For the fourth time in five years, Wake Forest University and the Pulitzer Center created a for-credit photojournalism workshop for college students. During the spring 2023 semester, grantee Justin Cook led five seminar sessions over the course of three weeks, with students ultimately developing independent photo essays on a range of topics.
In the workshop, Cook explored basic techniques to more advanced aspects of photo editing. He shared his passion for his work and the work of other photographers. He also discussed his Pulitzer Center projects, including Tide and Time, which included climate change reporting from the Outer Banks (where he learned that an eroding cemetery once held a relative’s remains, but the remains have now been washed out to sea).
Cook also spoke about his latest project. It's on Princeville, North Carolina, the oldest town in America founded by formerly enslaved Black people that has been repeatedly threatened by flooding.
The Pulitzer Center considers the Wake Forest photojournalism seminar a model program of student engagement, skills-building, and connection with community. One aim is to create more opportunities for similar photojournalism seminars and workshops with other Campus Consortium partners in conjunction with Pulitzer Center-supported photographers. Photographers Daniella Zalcman and Cheryl Diaz Meyer led previous seminars at Wake Forest.
“I’d recommend students at other universities to take their projects off campus,” said Sydney Smith, a junior communications major with a minor in journalism. “It’s really easy for students, especially when not in a city, to stay tied down to campus and not explore/seek to understand problems facing communities outside of their gates.”
For senior Meredith Power, the environment is a passion and she loves photography. But she said she had never connected photography with her interest in the climate crisis or journalism. The course—and Cook’s focus on environmental issues—hit home.
“The biggest takeaway I have from this class is the importance of photojournalism,” said Power, who's double-majoring in communication and environmental and sustainability studies. She's minoring in film studies.
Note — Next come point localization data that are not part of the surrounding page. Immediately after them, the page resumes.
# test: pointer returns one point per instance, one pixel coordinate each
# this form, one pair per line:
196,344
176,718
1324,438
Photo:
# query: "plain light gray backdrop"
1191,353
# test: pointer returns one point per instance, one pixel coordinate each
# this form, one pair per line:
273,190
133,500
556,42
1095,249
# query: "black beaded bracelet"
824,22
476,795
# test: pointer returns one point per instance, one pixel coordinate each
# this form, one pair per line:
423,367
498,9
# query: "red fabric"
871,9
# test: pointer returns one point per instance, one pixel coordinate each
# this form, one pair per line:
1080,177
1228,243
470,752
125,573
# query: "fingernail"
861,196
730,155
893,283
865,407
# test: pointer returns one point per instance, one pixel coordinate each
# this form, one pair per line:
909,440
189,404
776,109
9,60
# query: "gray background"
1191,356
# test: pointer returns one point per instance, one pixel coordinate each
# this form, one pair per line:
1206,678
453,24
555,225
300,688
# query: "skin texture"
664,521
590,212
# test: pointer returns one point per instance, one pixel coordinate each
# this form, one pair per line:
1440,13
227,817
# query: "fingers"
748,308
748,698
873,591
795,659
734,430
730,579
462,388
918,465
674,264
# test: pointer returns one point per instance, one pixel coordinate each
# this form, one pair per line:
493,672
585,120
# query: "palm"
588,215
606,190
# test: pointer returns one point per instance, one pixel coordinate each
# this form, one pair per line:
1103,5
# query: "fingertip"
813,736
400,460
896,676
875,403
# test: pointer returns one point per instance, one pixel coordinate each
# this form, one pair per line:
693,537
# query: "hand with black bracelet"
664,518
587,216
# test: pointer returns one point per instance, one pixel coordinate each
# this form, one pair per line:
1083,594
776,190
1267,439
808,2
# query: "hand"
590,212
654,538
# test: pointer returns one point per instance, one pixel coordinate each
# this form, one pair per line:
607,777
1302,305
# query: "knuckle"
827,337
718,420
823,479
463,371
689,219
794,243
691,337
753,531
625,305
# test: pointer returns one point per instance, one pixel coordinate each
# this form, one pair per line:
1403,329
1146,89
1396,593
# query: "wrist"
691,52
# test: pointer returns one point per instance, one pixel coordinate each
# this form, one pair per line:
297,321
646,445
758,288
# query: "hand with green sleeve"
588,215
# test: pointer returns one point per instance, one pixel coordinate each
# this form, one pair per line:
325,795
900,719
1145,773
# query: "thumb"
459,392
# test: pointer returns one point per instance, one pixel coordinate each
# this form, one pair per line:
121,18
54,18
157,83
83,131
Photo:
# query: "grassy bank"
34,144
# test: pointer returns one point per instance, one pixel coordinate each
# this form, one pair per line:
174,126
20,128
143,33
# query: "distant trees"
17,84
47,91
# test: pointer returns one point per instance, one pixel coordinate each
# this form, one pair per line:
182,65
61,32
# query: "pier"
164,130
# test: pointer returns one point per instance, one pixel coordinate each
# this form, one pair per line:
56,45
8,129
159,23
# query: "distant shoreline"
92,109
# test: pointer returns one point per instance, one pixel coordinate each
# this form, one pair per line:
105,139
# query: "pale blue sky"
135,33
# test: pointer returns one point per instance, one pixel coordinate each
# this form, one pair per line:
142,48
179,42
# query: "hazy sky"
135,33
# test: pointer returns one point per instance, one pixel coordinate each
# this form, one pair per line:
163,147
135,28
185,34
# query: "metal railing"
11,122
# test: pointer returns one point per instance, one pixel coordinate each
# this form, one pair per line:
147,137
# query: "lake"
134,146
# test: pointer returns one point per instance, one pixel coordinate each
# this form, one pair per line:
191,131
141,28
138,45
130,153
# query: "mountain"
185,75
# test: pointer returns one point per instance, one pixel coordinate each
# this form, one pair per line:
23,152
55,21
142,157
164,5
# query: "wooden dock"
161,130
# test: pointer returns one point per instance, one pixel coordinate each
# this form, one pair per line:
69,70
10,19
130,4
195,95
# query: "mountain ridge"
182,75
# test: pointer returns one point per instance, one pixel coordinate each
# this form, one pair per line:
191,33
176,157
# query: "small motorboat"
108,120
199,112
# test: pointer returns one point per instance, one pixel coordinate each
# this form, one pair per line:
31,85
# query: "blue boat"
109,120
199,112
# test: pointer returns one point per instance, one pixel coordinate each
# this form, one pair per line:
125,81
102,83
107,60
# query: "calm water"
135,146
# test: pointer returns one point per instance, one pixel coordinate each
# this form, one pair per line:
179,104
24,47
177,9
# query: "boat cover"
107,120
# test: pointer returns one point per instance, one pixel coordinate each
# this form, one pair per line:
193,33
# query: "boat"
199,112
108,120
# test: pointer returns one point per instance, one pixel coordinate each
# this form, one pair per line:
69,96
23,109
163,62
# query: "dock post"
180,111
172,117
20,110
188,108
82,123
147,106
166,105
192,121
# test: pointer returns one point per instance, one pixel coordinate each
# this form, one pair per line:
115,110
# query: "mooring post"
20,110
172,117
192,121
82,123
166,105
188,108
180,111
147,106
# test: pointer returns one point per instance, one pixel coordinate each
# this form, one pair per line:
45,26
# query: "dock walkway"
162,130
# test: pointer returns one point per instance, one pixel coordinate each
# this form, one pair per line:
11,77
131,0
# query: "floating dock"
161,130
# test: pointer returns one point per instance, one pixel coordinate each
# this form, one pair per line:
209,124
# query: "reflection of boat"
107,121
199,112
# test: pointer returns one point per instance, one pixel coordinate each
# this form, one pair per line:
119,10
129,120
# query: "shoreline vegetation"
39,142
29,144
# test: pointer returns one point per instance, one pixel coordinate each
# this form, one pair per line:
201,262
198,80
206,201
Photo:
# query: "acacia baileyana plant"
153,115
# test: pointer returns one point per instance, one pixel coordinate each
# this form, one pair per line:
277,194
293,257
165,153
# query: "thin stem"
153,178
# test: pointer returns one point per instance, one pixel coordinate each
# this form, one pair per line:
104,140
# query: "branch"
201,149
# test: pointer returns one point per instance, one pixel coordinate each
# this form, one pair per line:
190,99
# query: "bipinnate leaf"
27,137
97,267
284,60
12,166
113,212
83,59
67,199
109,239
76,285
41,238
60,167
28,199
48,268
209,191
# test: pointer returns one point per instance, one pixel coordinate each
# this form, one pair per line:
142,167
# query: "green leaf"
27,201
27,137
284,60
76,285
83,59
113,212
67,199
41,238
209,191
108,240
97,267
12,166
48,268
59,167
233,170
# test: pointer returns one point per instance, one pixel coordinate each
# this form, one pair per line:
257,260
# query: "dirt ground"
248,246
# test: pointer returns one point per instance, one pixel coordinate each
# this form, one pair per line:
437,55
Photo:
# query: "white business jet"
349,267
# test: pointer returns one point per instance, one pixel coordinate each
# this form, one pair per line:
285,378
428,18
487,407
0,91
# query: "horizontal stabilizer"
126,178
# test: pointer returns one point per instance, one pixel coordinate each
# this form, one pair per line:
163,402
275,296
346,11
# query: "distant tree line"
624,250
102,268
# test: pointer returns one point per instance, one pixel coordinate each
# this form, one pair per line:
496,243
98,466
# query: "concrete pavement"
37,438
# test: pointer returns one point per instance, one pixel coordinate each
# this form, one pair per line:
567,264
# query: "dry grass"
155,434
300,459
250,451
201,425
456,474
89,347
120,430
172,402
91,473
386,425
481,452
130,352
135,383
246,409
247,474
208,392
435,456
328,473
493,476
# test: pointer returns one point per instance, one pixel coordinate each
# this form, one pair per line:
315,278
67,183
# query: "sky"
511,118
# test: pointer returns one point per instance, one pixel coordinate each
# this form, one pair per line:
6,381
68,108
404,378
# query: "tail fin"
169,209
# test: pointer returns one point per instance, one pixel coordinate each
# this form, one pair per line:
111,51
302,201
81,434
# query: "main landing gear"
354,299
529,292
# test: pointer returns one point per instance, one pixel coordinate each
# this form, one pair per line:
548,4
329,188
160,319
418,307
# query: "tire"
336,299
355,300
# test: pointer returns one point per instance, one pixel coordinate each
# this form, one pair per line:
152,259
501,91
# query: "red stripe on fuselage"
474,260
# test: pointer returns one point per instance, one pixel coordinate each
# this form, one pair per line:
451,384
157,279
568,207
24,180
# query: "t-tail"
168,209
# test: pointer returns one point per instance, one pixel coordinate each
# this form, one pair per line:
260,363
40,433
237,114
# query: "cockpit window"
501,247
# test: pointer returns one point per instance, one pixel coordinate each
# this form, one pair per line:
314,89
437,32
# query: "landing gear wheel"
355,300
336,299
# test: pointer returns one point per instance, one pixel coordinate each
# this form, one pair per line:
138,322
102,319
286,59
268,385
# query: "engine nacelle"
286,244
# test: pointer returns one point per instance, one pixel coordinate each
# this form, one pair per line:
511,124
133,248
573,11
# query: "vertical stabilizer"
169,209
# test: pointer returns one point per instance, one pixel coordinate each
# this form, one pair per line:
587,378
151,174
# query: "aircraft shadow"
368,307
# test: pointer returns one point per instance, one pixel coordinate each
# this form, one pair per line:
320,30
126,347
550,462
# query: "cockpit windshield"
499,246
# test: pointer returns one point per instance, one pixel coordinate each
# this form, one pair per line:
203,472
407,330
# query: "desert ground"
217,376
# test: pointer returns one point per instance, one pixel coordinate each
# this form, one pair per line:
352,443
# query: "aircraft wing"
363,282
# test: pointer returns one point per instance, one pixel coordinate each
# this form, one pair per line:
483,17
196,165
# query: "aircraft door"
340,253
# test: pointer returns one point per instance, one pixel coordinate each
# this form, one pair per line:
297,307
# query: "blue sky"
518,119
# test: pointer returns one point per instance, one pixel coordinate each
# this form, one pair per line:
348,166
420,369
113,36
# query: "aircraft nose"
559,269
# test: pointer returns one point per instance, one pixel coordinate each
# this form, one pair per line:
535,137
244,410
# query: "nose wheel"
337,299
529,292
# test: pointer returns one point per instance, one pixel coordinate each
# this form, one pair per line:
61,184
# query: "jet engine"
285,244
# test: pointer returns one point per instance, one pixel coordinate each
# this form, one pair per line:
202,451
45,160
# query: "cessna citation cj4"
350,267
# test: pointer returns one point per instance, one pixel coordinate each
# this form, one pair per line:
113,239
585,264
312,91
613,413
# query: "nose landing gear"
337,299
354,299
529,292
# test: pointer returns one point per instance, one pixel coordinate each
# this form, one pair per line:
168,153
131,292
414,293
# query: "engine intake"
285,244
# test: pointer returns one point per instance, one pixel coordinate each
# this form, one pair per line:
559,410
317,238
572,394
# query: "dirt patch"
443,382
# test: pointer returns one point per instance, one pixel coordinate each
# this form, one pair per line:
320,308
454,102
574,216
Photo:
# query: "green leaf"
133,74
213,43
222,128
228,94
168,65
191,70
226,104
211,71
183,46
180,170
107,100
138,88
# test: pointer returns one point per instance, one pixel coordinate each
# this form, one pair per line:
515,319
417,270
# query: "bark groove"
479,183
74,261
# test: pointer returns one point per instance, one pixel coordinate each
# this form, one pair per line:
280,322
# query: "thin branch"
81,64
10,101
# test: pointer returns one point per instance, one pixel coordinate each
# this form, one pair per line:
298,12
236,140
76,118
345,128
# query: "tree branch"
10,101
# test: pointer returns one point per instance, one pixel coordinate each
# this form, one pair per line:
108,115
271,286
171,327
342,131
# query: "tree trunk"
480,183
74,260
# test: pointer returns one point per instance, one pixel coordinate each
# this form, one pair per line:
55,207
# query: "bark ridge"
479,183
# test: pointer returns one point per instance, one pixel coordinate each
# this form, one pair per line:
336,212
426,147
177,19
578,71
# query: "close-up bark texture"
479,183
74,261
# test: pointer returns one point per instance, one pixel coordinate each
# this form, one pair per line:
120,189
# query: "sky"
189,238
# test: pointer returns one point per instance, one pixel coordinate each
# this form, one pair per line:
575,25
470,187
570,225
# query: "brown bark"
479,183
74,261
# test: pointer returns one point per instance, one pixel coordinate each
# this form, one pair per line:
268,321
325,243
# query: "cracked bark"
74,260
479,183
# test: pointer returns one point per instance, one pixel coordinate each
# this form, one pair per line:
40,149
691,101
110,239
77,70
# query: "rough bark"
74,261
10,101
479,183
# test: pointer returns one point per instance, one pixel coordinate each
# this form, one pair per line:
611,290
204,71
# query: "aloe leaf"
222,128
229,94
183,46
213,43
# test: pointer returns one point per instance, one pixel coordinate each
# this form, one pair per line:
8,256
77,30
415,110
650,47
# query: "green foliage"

“Photos tell stories instantly and help bring faces and visuals to a story that might be thousands of miles [away] or down the street behind a closed door. Using my access and images for justice is something I will keep practicing and continue to work towards," Power said.
Smith said she was pleasantly surprised at “how much hands-on work the class encompassed and how we learned ethics through the experience.” She is now more interested in incorporating photography into her journalistic endeavors.
For senior Will Zimmerman, “listening to Justin talk about his passion for photo-making opened my eyes in a whole new way to how an image can tell a story.”
“As a result of watching Justin break down his own work as well as some world-class photographs," Zimmerman said, “I've gained a new appreciation for making pictures and gleaned invaluable insights into how I can be more deliberate in my own photo-making endeavors.”
Zimmerman will graduate this year with a bachelor's in interdisciplinary creative studies. As a journalist and photographer, he said, he will take these lessons with him as he builds his career.